Nach EUR-Lex zur Richtlinie (EU) 2023/970 mussten die Mitgliedstaaten die nötigen Rechts- und Verwaltungsvorschriften bis zum 7. Juni 2026 in Kraft setzen. Das ist die sichere europäische Frist. Für konkrete Schritte in Deutschland bleibt aber entscheidend, wie die nationale Umsetzung formuliert und angewendet wird.
Für Bewerberinnen und Bewerber ist der Kern der EU-Regel dennoch greifbar. Die Richtlinie verlangt nach Angaben von EUR-Lex Informationen über das Einstiegsentgelt oder dessen Spanne vor dem Vorstellungsgespräch oder sonst vor Abschluss des Arbeitsvertrags. Außerdem sollen Arbeitgeber nicht nach der früheren Bezahlung in laufenden oder früheren Arbeitsverhältnissen fragen. Das ist ein guter Grund, die Gehaltsfrage früh und sachlich zu stellen.

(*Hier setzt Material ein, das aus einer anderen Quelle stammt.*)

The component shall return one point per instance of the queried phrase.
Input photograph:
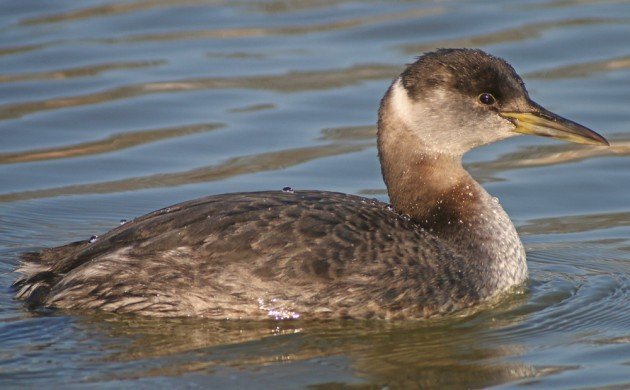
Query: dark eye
(487, 99)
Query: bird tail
(38, 273)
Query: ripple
(288, 82)
(513, 34)
(232, 167)
(83, 71)
(112, 143)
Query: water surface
(110, 109)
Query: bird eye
(487, 99)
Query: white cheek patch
(400, 103)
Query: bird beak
(540, 121)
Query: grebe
(442, 245)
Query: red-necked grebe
(443, 244)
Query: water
(110, 109)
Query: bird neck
(440, 196)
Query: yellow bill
(547, 124)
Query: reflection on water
(114, 108)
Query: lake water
(110, 109)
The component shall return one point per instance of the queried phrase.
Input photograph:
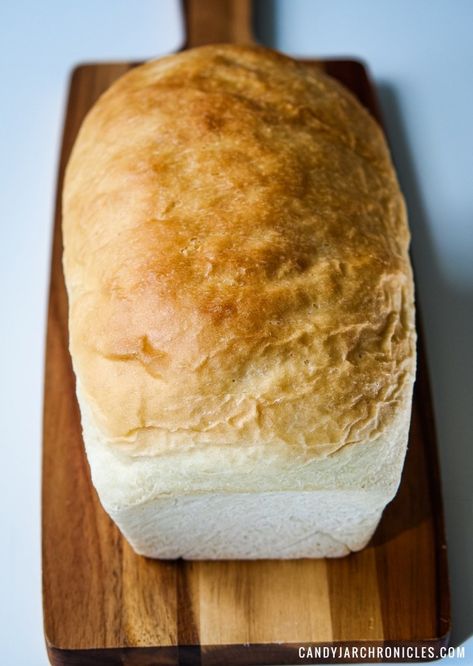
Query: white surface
(422, 54)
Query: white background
(421, 55)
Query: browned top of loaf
(236, 256)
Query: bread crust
(236, 259)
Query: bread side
(240, 298)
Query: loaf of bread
(241, 309)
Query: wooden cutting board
(105, 605)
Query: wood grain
(105, 605)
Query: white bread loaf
(241, 309)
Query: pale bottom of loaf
(155, 503)
(250, 526)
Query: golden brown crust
(236, 256)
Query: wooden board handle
(217, 21)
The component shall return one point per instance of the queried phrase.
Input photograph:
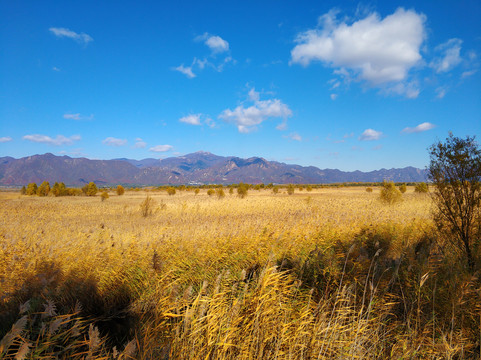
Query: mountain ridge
(196, 168)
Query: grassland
(326, 274)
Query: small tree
(455, 172)
(120, 190)
(90, 189)
(43, 189)
(32, 189)
(242, 190)
(389, 193)
(421, 188)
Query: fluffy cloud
(214, 42)
(57, 141)
(247, 118)
(450, 56)
(63, 32)
(111, 141)
(370, 134)
(294, 136)
(374, 49)
(139, 143)
(161, 148)
(193, 119)
(420, 128)
(186, 70)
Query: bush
(290, 189)
(242, 190)
(421, 188)
(104, 196)
(389, 193)
(455, 171)
(90, 189)
(220, 193)
(31, 189)
(146, 206)
(43, 189)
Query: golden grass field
(328, 274)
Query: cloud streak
(247, 118)
(420, 128)
(57, 141)
(67, 33)
(111, 141)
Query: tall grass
(340, 276)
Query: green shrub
(389, 193)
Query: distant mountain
(197, 168)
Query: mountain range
(196, 168)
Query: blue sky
(348, 85)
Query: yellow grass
(204, 278)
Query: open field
(326, 274)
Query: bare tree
(455, 171)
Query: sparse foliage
(146, 206)
(421, 188)
(90, 189)
(104, 196)
(455, 172)
(120, 190)
(290, 189)
(390, 193)
(31, 189)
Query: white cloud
(139, 143)
(373, 49)
(420, 128)
(247, 118)
(63, 32)
(450, 56)
(161, 148)
(370, 134)
(468, 73)
(77, 117)
(441, 92)
(111, 141)
(186, 70)
(193, 119)
(57, 141)
(294, 136)
(214, 42)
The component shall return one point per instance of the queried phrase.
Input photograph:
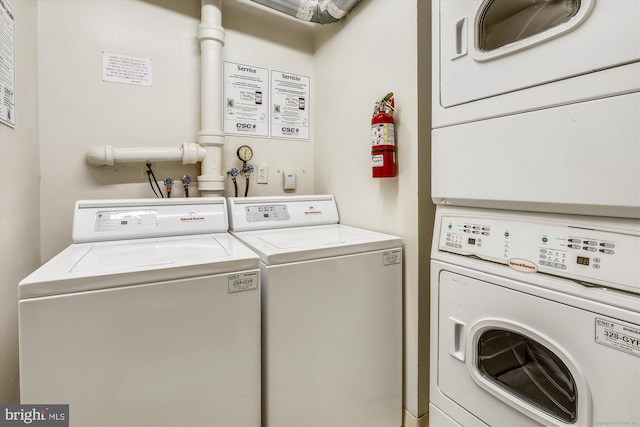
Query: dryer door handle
(456, 339)
(459, 30)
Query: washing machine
(150, 318)
(331, 313)
(535, 319)
(534, 109)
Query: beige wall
(19, 197)
(348, 71)
(78, 109)
(358, 60)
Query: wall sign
(7, 64)
(126, 69)
(246, 98)
(289, 105)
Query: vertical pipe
(211, 135)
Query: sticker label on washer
(391, 257)
(617, 335)
(243, 282)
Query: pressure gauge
(245, 153)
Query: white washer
(535, 319)
(332, 314)
(151, 318)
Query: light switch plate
(289, 180)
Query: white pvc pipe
(107, 155)
(211, 134)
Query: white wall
(351, 63)
(19, 197)
(358, 60)
(78, 109)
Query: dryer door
(511, 357)
(492, 47)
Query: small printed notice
(246, 97)
(391, 257)
(619, 336)
(243, 282)
(7, 64)
(126, 69)
(289, 105)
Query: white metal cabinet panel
(332, 336)
(523, 81)
(580, 158)
(604, 392)
(607, 36)
(182, 352)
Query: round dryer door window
(529, 371)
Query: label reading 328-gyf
(620, 336)
(243, 282)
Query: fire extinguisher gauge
(245, 153)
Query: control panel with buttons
(261, 213)
(588, 253)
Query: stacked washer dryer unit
(331, 314)
(151, 318)
(535, 306)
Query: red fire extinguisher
(383, 140)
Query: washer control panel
(589, 253)
(129, 219)
(261, 213)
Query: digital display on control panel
(267, 213)
(583, 260)
(119, 220)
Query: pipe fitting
(107, 155)
(208, 31)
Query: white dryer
(535, 319)
(331, 314)
(536, 104)
(151, 318)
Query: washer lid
(101, 265)
(280, 246)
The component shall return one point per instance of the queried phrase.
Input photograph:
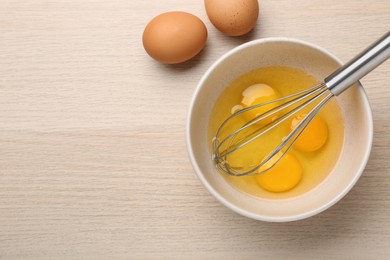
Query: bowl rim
(226, 202)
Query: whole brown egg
(233, 17)
(174, 37)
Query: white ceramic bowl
(284, 52)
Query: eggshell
(233, 17)
(174, 37)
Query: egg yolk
(313, 137)
(284, 176)
(257, 94)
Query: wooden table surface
(93, 160)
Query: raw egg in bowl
(323, 165)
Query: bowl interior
(284, 52)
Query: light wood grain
(93, 161)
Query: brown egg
(174, 37)
(233, 17)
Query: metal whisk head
(227, 141)
(225, 145)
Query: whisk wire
(310, 95)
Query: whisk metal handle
(359, 66)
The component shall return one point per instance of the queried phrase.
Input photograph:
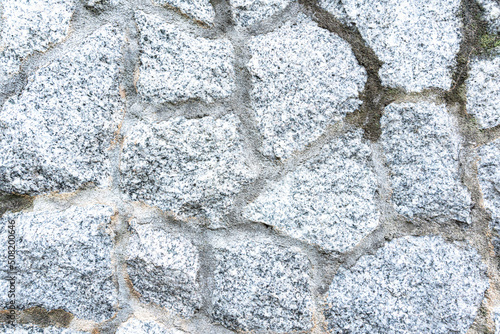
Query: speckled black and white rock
(136, 326)
(422, 148)
(329, 201)
(177, 66)
(304, 78)
(162, 268)
(262, 287)
(63, 260)
(417, 42)
(56, 135)
(29, 26)
(483, 94)
(200, 10)
(411, 285)
(189, 167)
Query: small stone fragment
(411, 285)
(56, 135)
(329, 201)
(30, 26)
(262, 287)
(192, 167)
(422, 146)
(177, 66)
(483, 93)
(162, 268)
(63, 259)
(304, 78)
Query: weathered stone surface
(422, 148)
(177, 66)
(483, 94)
(329, 201)
(29, 26)
(137, 326)
(56, 134)
(304, 78)
(190, 167)
(162, 268)
(416, 42)
(262, 287)
(63, 260)
(411, 285)
(200, 10)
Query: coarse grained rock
(417, 42)
(304, 79)
(411, 285)
(483, 95)
(30, 26)
(262, 287)
(56, 135)
(177, 66)
(422, 147)
(191, 167)
(163, 268)
(63, 259)
(329, 201)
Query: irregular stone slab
(63, 260)
(30, 26)
(162, 268)
(329, 201)
(56, 135)
(411, 285)
(191, 167)
(304, 78)
(177, 66)
(417, 43)
(262, 287)
(483, 95)
(200, 10)
(422, 146)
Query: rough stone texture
(63, 260)
(248, 12)
(422, 148)
(30, 26)
(56, 134)
(162, 268)
(177, 66)
(304, 78)
(200, 10)
(136, 326)
(417, 42)
(411, 285)
(329, 201)
(190, 167)
(262, 287)
(483, 95)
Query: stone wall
(196, 166)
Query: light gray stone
(56, 135)
(30, 26)
(422, 146)
(483, 93)
(304, 78)
(190, 167)
(162, 268)
(177, 66)
(411, 285)
(262, 287)
(200, 10)
(417, 42)
(63, 259)
(329, 201)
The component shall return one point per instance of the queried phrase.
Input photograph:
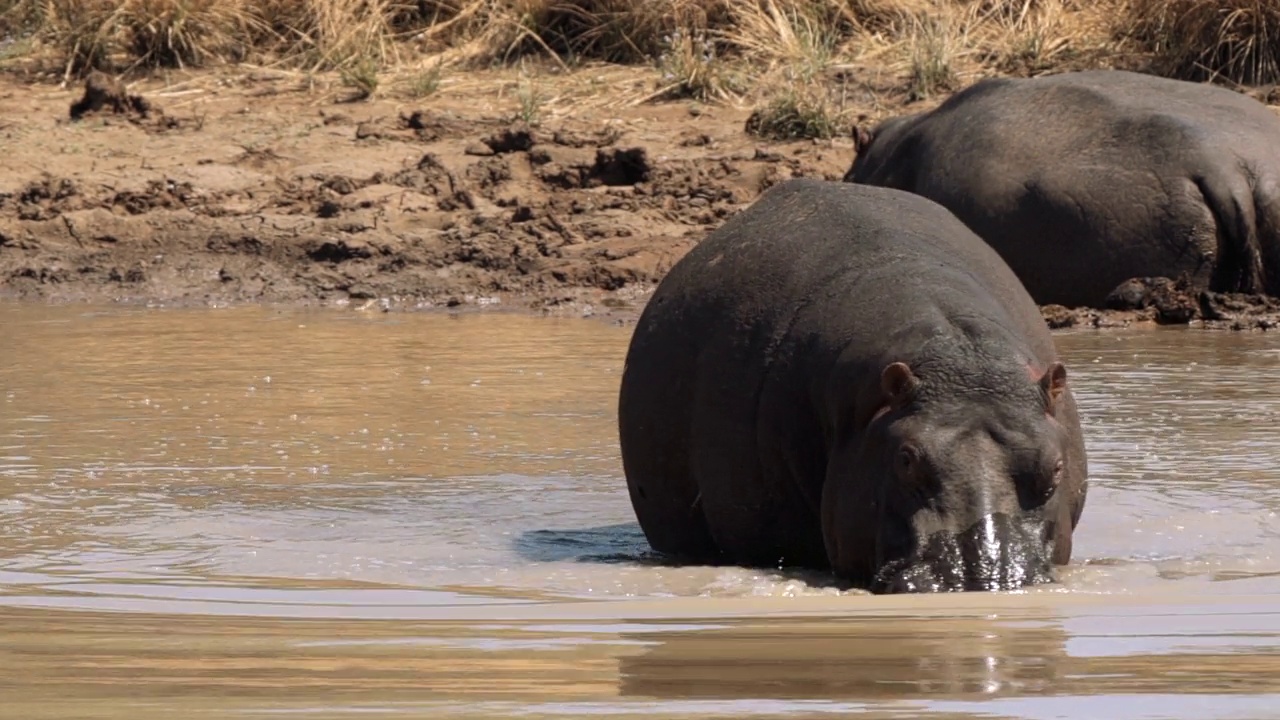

Deutschland hat bereits ein engeres Instrument. Das BMBFSFJ erklärt in seinen Informationen für Beschäftigte, dass der individuelle Auskunftsanspruch nach dem Entgelttransparenzgesetz in Betrieben oder Dienststellen mit in der Regel mehr als 200 Beschäftigten gilt. Er betrifft Kriterien und Bestandteile der Bezahlung für vergleichbare Tätigkeiten. Das ist wichtig, aber es ist nicht dasselbe wie ein Anspruch jedes Bewerbers in jedem kleinen Unternehmen.
Der brauchbare nächste Schritt
Praktisch heißt das: Vor dem Gespräch kurz schreiben, dass Sie die vorgesehene Gehaltsspanne für die Stelle kennen möchten, um die Passung seriös einschätzen zu können. Die Antwort sollte im Mailverlauf oder Bewerbungsportal bleiben. Kommt die Frage nach früherem Gehalt, lässt sich auf die Anforderungen und die Vergütung der aktuellen Stelle zurückführen, statt alte Zahlen zu liefern.
Wer schon angestellt ist, sollte zwei Dinge trennen: Die Bewerbungsfrage folgt dem neuen EU-Transparenzgedanken. Der bestehende deutsche Auskunftsanspruch hängt dagegen von Beschäftigtenstatus und Betriebsgröße ab. Die BMBFSFJ-Übersicht zum Entgelttransparenzgesetz ist dafür der bessere Startpunkt als ein verkürzter Post.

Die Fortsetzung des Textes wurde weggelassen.